The presence of wood was everywhere; trees, fences, fallen trees, some which had been cut into logs, some still in the same position in which they fell. I noticed some new fencing replacing the old ones. The wood looked like it had been freshly chopped the gate newly erected. I reflected for a moment on the irony of the fence possibly having been built from the wood of the trees along the trail, in order to protect those who had come to walk the trail and be in the presence of these very same trees. Additionally, the tool of destruction for these trees is also made of wood as stated in the Talmud.
It got me thinking of all the different possibilities that exist within a single resource. We each have inborn traits and personalities as well as learned ones. The different circumstances and experiences that we have lived through shape us. These can be used in a myriad of ways; they can stand tall and provide beauty, shade, even fruit or they can become a tool of destruction for ourselves or for others. They can also become the building blocks of something new, something that creates a path of where we would like our lives to lead.
We are now in a period called Sefirat Haomer, the counting of the Omer which is a daily count of the 49 days between Passover and Shavuot. This time is one of preparation for the receiving of the Torah which occurred on the holiday of Shavuot at Mount Sinai. For the duration of seven weeks we not only count the days but work on refining a different Mida-emotion to help us achieve spiritual maturity in order to receive the Torah. The seven Midot are: kindness, boundaries, harmony, endurance, humility, bonding and dignity. Every week focuses on one of the seven midot.
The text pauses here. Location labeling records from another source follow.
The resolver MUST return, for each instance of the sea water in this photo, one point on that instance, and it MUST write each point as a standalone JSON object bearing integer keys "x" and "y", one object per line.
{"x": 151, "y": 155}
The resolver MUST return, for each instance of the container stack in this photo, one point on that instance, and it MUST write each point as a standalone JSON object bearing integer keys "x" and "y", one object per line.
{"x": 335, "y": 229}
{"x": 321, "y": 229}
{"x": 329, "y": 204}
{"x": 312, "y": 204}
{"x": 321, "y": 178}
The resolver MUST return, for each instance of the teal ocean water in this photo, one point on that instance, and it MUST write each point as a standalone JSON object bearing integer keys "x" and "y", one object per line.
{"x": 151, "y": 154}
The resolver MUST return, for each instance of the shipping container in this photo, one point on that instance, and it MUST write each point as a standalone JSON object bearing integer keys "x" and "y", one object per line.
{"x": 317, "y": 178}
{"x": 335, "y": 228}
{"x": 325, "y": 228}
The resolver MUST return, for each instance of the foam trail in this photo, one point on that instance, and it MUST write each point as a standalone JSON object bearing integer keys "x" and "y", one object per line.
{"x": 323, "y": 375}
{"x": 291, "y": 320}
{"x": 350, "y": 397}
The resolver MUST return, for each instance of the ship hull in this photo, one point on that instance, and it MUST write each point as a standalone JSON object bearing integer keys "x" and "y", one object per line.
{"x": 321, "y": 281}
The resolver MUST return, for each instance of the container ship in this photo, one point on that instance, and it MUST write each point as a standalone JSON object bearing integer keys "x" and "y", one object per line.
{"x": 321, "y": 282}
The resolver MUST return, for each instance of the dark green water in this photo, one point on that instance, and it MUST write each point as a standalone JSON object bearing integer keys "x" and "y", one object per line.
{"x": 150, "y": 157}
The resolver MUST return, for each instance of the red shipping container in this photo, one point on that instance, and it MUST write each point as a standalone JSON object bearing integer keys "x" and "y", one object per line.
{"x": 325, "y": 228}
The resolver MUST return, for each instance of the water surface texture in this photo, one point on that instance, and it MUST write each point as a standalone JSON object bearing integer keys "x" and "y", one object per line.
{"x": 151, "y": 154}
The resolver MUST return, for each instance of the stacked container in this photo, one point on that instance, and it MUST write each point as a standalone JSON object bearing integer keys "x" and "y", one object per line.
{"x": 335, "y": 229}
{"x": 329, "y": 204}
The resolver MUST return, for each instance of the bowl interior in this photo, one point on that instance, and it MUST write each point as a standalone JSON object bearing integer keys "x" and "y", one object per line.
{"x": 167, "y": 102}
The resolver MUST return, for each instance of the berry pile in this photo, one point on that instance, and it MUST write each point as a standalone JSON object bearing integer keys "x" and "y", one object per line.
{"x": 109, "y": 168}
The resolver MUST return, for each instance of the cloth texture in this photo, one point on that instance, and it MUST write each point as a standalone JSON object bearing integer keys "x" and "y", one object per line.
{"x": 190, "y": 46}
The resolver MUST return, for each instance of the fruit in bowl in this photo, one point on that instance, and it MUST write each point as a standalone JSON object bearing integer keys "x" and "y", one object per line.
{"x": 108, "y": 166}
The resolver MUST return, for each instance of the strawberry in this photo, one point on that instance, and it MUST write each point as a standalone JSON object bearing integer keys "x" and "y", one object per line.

Just like the trees each one of these has the capacity to bring beauty or destruction into our lives and the lives of those around us. Even kindness must be harnessed and used properly. In this period of reflection, we have an opportunity to examine each of these qualities and how they're showing up inside of us and in our relationships with others. All of our experiences can be examined so that even the negative ones become building blocks for our future. We ask ourselves where some rectification may be needed in these areas and in this way we create a path for ourselves. This path leads us to a place where we can receive the Torah anew directly from Hashem and His Divine Will.